I was visually captivated by this film from the second it started. I have yet to watch Roma and Cold War, so I can't really say much in terms of directing at this point -both Cuarón and Pawlikowski being strong contenders for the award in this category-, but Lanthimos's work by itself makes for a masterpiece in modern filmmaking. Same goes to Robbie Ryan for his work as director of photography, creating a visual atmosphere made up of mesmerizing, beautifully captured shots. From the very first frame -a wide-screen shot that shows Queen Anne (played by Olivia Colman) from behind, being undressed by two servants, in the company of Lady Marlborough (played by Rachel Weisz), allowing the spectator to get a full glimpse of the breathtaking scenario in which most of the film takes place-, The Favourite shows a mastery in cinematography that only gets better and better with every single scene. Aesthetically, this film is pure gold and I believe it rightfully earned every single one of its ten nominations for the Academy Awards -my only objection being that the score failed to become its eleventh-.

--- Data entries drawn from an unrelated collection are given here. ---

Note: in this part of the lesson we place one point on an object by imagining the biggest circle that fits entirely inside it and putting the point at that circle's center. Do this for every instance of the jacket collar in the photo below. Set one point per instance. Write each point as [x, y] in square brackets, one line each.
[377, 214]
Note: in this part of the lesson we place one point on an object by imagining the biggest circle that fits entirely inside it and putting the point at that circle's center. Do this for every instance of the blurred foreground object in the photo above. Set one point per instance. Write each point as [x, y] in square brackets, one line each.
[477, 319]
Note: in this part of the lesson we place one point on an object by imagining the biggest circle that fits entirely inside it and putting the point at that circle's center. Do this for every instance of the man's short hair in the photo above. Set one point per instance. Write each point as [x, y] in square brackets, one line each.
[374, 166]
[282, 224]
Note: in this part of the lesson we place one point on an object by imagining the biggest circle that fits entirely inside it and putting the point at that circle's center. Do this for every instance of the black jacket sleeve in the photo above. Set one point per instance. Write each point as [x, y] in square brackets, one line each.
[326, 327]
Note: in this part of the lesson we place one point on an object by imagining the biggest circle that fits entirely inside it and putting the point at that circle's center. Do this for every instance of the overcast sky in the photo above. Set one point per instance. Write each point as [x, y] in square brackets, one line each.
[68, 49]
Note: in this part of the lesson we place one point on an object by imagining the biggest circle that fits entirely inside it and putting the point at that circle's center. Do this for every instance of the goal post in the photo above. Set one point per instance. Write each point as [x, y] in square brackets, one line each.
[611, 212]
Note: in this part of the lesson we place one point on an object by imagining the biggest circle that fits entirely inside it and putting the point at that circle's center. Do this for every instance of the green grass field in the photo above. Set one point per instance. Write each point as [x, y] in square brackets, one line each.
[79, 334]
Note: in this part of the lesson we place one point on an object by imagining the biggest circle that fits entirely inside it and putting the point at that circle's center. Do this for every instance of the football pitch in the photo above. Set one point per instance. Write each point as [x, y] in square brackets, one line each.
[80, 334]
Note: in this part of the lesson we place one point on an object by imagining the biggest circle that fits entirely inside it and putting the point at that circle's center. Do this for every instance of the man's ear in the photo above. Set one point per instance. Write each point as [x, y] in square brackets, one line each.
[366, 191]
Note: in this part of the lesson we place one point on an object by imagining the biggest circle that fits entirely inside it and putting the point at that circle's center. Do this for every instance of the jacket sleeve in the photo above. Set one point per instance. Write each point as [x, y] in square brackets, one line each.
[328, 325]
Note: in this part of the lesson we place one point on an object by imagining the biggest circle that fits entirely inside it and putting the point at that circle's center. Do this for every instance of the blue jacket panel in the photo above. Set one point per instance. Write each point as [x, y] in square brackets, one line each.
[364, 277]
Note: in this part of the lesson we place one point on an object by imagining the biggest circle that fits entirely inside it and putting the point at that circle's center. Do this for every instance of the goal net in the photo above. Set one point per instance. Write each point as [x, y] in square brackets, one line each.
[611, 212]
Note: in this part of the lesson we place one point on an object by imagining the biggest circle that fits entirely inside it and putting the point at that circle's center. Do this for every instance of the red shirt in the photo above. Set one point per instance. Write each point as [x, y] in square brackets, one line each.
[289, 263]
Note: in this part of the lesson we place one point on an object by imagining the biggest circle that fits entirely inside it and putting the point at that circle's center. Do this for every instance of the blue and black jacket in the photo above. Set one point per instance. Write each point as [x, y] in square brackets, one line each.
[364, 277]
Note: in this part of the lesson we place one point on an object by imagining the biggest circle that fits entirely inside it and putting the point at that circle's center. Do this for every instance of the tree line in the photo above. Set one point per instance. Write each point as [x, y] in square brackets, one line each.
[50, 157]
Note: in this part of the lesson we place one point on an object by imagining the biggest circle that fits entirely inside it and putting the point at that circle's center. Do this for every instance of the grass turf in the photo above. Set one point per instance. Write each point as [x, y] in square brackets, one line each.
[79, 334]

As far as acting goes, it doesn't fall short either. In fact, I think the performances are what bring everything together, working hand-in-hand with the screenplay to make for a truly extraordinary story. With a core cast of only three actresses, each of them delivering more than outstanding performances, The Favourite proves that a strong cast has nothing to do with quantity -something that the Screen Actors Guild failed to take into account, as it left The Favourite out of the run for Best Performance by a Cast in a Motion Picture-. The performances of Olivia Colman, Rachel Weisz and Emma Stone, both as a cast and individually, are some of the best of the year and they constitute the final element for this film to become a marvelous modern masterpiece -special shoutout to Weisz, who I personally consider delivered the strongest performance out of all three-.
At this point, I don't think there is any doubt that Yorgos Lanthimos is a force to be reckoned with. Us cinephiles have known this for a while and now the Academy -finally- does too. I'm not quite sure if The Favourite is going to be the ultimate winner on Oscar night, but it is definitely one of the best -if not the best- contenders this year and it is, surely, a favourite for me.